After the measurement is understood for what it really is, you should get a sense of its "order of magnitude." By order of magnitude, I mean its general size. Is the number big or small? If it is big, how big? If it is small, how small? It is helpful to start by thinking in terms of "10s." That is, 1, 10, 100, etc. on the "large side" and one-tenth, one-hundredth, one-thousandth, etc. on the small side. Think of this as a Richter-type scaling. In quantifying the magnitude of an earthquake, a Richter value of 7 is 10 times more powerful than a Richter value of 6. One order of magnitude up is a 10 times increase. Don't sweat small differences, at least to start. Just get in the ballpark. This prevents unnecessary distractions and helps with the proper degree of focus.
Once we have a general notion of the order of magnitude of a measurement, we can consider measurements accuracy. How accurate an answer is needed? In school, we are trained to answer to some arbitrary number of decimal places. This is nonsense. In practice we would consider what is reasonable for the thing being measured. As a rule, common sense suggests that final answers should be reported to only three or four significant digits.

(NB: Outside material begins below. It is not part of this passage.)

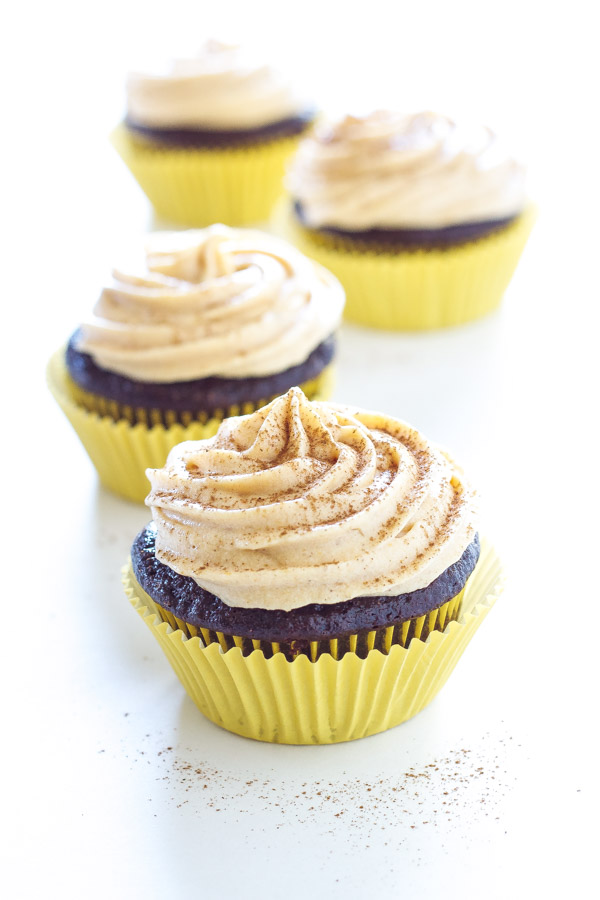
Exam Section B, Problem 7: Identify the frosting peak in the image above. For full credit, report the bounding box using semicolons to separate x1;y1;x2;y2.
146;388;475;610
77;225;344;383
127;40;307;131
288;110;526;231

So what is a significant digit? Consider two values: 0.0000566 and 566,000. Both have three significant digits (leading zeros do not count). In scientific notation, these are 0.0000566 = 5.66 x 10-5 and 566,000 = 5.66 x 105. Scientific notation serves several purposes. First, it forces us to focus on the order of magnitude of a number. (The order of magnitude of the first number is 10-5; the order of magnitude of the second number is 105; there is 10 orders of magnitude difference between these numbers.) Second, it allows us to focus on the number of significant digits used for the measurement.

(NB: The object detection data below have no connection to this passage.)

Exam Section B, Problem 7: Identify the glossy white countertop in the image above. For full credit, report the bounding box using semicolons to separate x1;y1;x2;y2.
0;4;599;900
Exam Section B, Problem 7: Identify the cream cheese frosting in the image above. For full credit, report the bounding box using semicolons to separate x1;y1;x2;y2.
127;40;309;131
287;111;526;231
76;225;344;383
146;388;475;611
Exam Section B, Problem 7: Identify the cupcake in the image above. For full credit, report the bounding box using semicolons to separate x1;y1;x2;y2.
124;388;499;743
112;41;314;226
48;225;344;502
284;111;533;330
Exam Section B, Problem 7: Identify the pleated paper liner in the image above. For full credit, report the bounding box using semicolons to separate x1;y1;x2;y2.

Although numerical reasoning has solved many human problems and added to understanding, emphasis on numerical manipulations without reasoning adds to problems, rather than solving them. Here's Richard Feynmann's take on the silliness of numerical manipulation without understanding (The Pleasure of Finding Things Out, pp. 5 - 6):
My cousin, at that time, who was three years older, was in high school and was having considerable difficulty with his algebra and had a tutor come, and I was allowed to sit in a corner while the tutor would try to teach my cousin algebra, problems like 2x plus something. I said to my cousin then, "What're you trying to do?" You know, I hear him talking about x. He says, "What do you know -- 2x + 7 is equal to 15," he says "and you're trying to find out what x is." I says, "You mean 4." He says, "Yeah, but you did it with arithmetic, and have to do it by algebra," and that's why my cousin was never able to do algebra, because he didn't understand how he was supposed to do it. There as no way. I learnt algebra fortunately by not going to school and knowing the whole idea was to find out what x was and it didn't make any difference how you did it - there's no such thing as, you know, you do it by arithmetic, you do it by algebra - that was a false thing that they had invented in school so that the children who have to study algebra can all pass. They had invented a set of rules which if you followed them without thinking could produce the answer: subtract 7 from both sides, if you have a multiplier divide both sides by the multiplier and so on, and a series of steps by which you could get the answer if you didn't understand what you were trying to do.